Shopping, on the rare occasions, we go together, he’ll carry more than me.

if we’re multi-day walking, or travelling - which for us is almost always backpacking - for any length of time, obviously we carry our own gear but will distribute shared equipment between us so he ends up with more weight than me.

recently, I’ve been injured, so we’ve taken one backpack between us and he’s carried it as I can’t, while I carry a light daypack.

80s · 09/06/2024 18:11

Sunnyandsilly · 09/06/2024 17:34

Do you need these things, are you unable to clothe yourself or climb?

Not very sunny, are you?

Arrivederla · 09/06/2024 18:15

As a reasonably healthy adult woman I'm perfectly capable of carrying my own bag

Noodge · 09/06/2024 18:19

I'm a lesbian and my (very butch) girlfriend hates for me to carry anything!
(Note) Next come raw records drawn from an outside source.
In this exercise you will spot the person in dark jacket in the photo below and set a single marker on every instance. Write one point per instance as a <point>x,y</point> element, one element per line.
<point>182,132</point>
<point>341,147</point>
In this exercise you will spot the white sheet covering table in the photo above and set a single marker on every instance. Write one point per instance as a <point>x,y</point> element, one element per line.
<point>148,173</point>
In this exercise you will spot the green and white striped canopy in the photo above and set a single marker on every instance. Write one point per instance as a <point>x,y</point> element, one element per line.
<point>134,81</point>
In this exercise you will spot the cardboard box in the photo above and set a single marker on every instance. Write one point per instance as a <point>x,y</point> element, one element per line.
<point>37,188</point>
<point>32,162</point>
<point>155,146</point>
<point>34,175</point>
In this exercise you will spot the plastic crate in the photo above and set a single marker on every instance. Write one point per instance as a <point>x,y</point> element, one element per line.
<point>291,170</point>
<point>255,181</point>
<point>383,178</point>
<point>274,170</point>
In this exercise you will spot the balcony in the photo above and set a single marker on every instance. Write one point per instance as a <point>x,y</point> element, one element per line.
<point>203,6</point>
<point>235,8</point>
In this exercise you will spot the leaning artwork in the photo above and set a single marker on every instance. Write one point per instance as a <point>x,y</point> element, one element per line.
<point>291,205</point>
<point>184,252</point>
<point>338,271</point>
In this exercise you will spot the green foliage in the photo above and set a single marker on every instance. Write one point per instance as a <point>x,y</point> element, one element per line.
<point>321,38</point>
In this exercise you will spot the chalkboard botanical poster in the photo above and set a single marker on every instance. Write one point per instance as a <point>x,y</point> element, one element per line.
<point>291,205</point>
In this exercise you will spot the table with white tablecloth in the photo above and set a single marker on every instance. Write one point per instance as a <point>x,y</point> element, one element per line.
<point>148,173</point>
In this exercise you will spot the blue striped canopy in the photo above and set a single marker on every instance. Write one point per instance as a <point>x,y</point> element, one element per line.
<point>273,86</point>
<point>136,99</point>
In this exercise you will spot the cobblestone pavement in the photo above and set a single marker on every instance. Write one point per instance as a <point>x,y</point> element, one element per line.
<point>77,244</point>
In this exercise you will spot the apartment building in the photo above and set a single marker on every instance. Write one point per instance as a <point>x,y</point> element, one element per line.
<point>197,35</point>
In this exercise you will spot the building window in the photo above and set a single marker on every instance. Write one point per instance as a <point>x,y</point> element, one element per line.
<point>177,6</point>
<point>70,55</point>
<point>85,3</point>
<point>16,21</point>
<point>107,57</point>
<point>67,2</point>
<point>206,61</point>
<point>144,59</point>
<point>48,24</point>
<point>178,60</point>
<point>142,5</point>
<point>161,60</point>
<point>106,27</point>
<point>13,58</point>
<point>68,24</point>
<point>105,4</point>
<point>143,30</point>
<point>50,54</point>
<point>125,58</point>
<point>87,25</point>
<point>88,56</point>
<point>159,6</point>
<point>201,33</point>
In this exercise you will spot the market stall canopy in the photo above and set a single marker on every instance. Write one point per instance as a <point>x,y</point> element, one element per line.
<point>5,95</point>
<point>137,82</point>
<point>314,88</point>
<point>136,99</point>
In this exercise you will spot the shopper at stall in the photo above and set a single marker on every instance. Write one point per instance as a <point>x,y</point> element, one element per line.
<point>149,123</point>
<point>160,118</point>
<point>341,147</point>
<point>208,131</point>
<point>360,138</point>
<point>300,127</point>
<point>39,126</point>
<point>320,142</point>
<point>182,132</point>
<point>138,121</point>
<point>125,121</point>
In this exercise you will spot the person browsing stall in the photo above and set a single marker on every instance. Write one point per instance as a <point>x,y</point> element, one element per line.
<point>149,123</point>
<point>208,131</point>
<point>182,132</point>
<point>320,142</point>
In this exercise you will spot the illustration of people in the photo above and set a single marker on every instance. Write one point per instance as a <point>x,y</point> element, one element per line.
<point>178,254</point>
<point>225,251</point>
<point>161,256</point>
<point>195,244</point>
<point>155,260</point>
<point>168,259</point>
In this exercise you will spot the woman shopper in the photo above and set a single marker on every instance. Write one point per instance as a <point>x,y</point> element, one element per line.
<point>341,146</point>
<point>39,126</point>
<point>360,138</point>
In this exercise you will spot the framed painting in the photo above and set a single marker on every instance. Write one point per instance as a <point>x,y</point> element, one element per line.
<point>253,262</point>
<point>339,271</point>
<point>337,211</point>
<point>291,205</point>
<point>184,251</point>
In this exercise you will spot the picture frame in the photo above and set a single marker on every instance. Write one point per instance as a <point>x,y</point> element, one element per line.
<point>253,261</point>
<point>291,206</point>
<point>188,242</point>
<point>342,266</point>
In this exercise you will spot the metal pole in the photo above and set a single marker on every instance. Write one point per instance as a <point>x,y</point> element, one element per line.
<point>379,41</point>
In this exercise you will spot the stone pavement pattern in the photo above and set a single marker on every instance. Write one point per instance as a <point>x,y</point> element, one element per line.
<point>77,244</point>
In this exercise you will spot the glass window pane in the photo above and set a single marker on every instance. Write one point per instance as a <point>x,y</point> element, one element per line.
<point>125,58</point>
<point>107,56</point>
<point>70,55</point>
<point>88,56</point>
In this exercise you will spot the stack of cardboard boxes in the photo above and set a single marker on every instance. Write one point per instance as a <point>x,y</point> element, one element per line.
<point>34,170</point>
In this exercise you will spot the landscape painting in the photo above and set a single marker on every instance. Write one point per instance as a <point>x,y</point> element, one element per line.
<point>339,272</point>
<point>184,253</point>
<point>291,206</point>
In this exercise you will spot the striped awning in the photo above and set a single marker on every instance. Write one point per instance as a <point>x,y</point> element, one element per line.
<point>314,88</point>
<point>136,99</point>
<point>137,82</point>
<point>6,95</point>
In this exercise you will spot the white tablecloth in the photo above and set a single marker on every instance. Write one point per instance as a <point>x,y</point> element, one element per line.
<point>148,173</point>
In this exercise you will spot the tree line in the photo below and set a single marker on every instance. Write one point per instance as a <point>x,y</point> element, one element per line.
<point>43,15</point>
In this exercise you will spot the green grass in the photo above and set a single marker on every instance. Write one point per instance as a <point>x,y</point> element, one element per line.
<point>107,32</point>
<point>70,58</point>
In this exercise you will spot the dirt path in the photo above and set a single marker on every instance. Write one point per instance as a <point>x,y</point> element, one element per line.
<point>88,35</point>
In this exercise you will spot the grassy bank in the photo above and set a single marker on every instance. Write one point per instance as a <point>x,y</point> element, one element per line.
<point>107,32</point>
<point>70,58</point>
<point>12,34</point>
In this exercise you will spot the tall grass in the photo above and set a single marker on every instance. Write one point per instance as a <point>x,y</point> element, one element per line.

xxSideshowAuntSallyxx · 09/06/2024 18:20

Sorenips11 · 09/06/2024 17:59

Ex dp was always the bag carrier. Would walk outside on the pavements, catch the spiders, protect me (or any woman) from drunk or aggressive men. He's also a narcissistic twat that barely sees his kids and doesn't pay child maintenance. I won't be fooled by the fake chivalry again!

Yes my ex was exactly like that, always so chivalrous, there to 'protect' the females and pretend to be their boyfriend if they were getting hit on.

At home he was an abusive twat who thought nothing of hitting his partner.

CatamaranViper · 09/06/2024 18:33

I hate DH taking something from me that I am perfectly capable of carrying myself. If I need help I ask but I don't like the assumption that I can't do anything.

GreyCarpet · 09/06/2024 18:49

xxSideshowAuntSallyxx · 09/06/2024 18:20

Yes my ex was exactly like that, always so chivalrous, there to 'protect' the females and pretend to be their boyfriend if they were getting hit on.

At home he was an abusive twat who thought nothing of hitting his partner.

I'm afraid that, when men describe themselves as chivalrous, it's another red flag to me.

it's origins might not have been sexist but it has become so.

Andnowshesatoddler · 09/06/2024 19:01

My Grandad used to always carry my Grandmothers bag and honestly it was heart warming, I don't know why truth be known it was just gentlemanly I always wanted that and my husband always carries my shopping bags (I end up with his keys, wallet, phones etc in my handbag!) he always loves to push the pushchair too tells me it makes shopping more tolerable.

80s · 09/06/2024 19:04

On a dating profile etc. it would definitely put me off if someone described themself as a real old-fashioned gentleman or anything along those lines. I also find performative chivalry suspicious.

Where the person offering the help is actually taller, stronger, less susceptible to the cold, more sure-footed or whatever, and helps without a huge fanfare, then it makes sense. My partner can open jars that I can't open. If he's right next to me, and the jar-opening thingy is in the next room, why would he not offer to open the jar rather than silently watch me go in the other room and fetch the jar opener? I help him do things he can't do, e.g. read small writing. It's give and take.

Lindtnotlint · 09/06/2024 19:07

My husband carries pretty much everything. And takes my handbag if not much on him or we are going far. (I have a very non frilly handbag coz that’s what I like).

RosesAndHellebores · 09/06/2024 19:09

Sunnyandsilly · 09/06/2024 14:43

Do you never go out shopping?

No. And if we do it's for stuff for him because he needs my advice and opinion. I think we went to the supermarket together about 30 years ago. Never again!

At airports he carries, or more likely pulls and lifts, the heavy bag. On holiday, he tends to carry the rucksack if we have one and I carry my handbag.

He'll lift the heavy bags into the car (instructed by me because his spatial awareness is zero) and lift them out at the other end.